In livable streets/tactical urbanism circles, a sneckdown is (sorta) naturally occuring traffic calming that demonstrates that a street is wider than it needs to be. A neckdown or curb extension is a traffic calming measure where the curb line is extended into the street to slow cars and shorten the time that pedestrians need to be in the street to cross. Sneckdowns are neckdown-like snow acccumulations that appear when plows don’t plow right up to the curb.

The picture above is the intersection of Hammond St. and Ward St. just north of Commonwealth Ave. Hammond goes north/south from left-to-right across the picture. Ward runs east/west from top-to-bottom.
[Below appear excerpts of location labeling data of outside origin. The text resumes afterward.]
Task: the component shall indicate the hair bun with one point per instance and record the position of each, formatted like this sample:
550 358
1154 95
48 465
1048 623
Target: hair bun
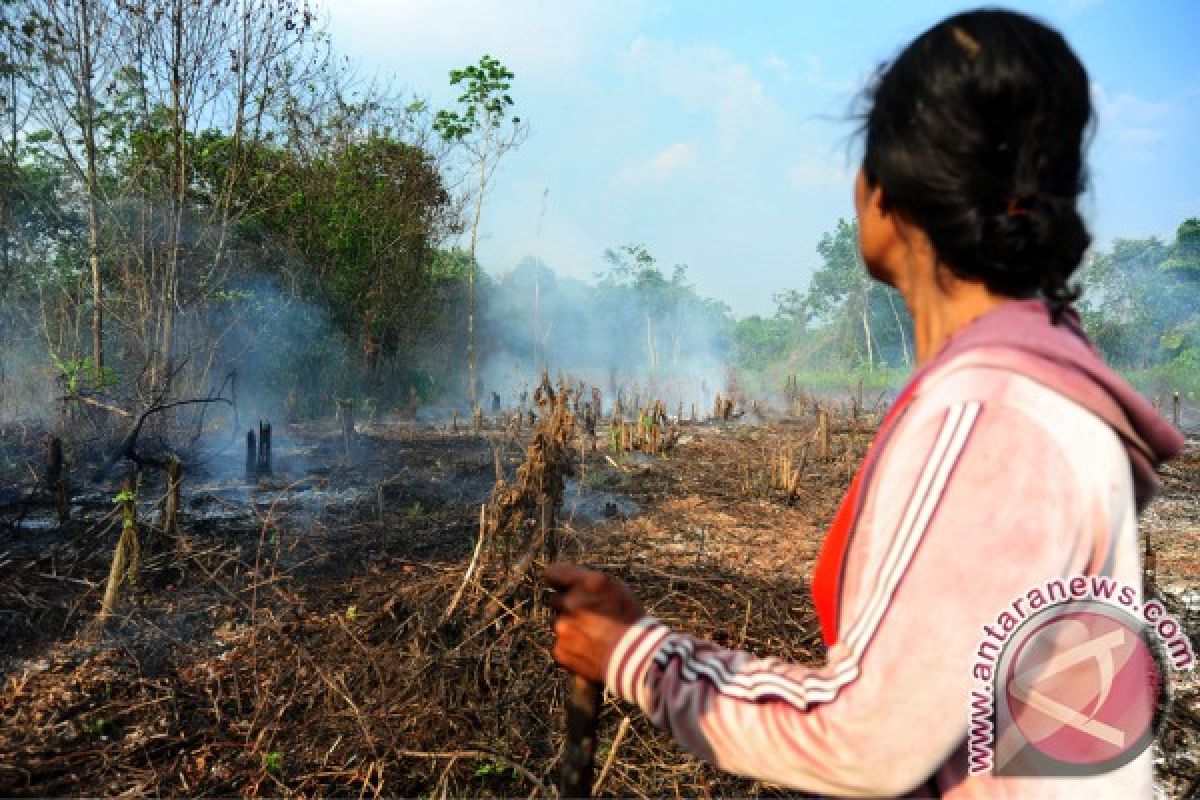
982 146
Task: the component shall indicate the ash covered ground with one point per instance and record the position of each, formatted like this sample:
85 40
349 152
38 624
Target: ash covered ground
294 638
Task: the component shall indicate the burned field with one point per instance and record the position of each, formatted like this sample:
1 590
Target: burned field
333 629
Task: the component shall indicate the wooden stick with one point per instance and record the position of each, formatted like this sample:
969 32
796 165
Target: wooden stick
622 729
582 719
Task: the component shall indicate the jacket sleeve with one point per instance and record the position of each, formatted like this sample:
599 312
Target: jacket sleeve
971 506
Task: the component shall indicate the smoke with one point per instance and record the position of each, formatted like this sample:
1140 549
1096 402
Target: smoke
28 376
647 340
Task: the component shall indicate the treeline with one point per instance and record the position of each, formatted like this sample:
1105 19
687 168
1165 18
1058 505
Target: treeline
196 191
202 196
1140 304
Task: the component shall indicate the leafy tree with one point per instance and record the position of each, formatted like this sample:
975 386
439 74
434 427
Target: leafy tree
864 320
484 127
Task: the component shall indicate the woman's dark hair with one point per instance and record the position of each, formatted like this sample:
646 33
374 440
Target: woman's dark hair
976 134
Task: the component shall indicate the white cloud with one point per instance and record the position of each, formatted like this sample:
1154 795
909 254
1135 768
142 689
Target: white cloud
811 173
1133 122
659 167
809 71
703 77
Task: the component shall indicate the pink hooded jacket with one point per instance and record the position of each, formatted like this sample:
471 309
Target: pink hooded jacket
1017 462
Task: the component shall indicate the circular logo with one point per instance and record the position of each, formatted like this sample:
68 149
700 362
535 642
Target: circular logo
1081 687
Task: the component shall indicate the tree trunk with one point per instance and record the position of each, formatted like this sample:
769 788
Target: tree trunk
904 336
88 116
472 386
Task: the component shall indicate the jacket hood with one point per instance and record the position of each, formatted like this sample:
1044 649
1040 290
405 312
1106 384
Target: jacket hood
1021 336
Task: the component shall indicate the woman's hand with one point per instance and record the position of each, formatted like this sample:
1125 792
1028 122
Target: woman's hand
594 611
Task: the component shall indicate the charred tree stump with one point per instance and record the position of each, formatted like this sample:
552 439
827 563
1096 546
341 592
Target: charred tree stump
822 433
346 414
172 504
55 480
127 555
251 457
264 447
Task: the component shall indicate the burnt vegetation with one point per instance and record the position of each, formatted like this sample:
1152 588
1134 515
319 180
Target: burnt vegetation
280 463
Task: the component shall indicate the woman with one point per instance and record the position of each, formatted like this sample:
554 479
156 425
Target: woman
1013 458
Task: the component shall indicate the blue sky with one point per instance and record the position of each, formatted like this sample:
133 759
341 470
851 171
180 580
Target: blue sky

Hammond/Ward is a terrible intersection. It’s way too big. Tightening it by building out the intersections would improve pedestrian safety crossing the intersection and would slow cars that turn from one street to the other.

The sneckdown demonstrates that the intersection operates even when substantially narrowed (at one point). Look at how much of the crosswalk is eliminated!

This picture is Beacon St. and Centre St., in Newton Centre. Beacon runs east/west left-to-right. Centre runs south/north from top-to-bottom.

The sneckdown is in the top left; it substantially reduces the one eastern Beacon Street crossing. There are no tire tracks through the sneckdown, largely because there is a slip lane for northbound traffic on Centre turning right/east onto Beacon, indicating that it has no negative impact on vehicular traffic.

Here’s a closer up version of the picture. The purple line indicates the actual curb line. The yellow illustrates how much of the pedestrian crossing could be reduced.

What these sneckdowns show us, vividly, is that we could have safer streets with some relatively minor design tweaks.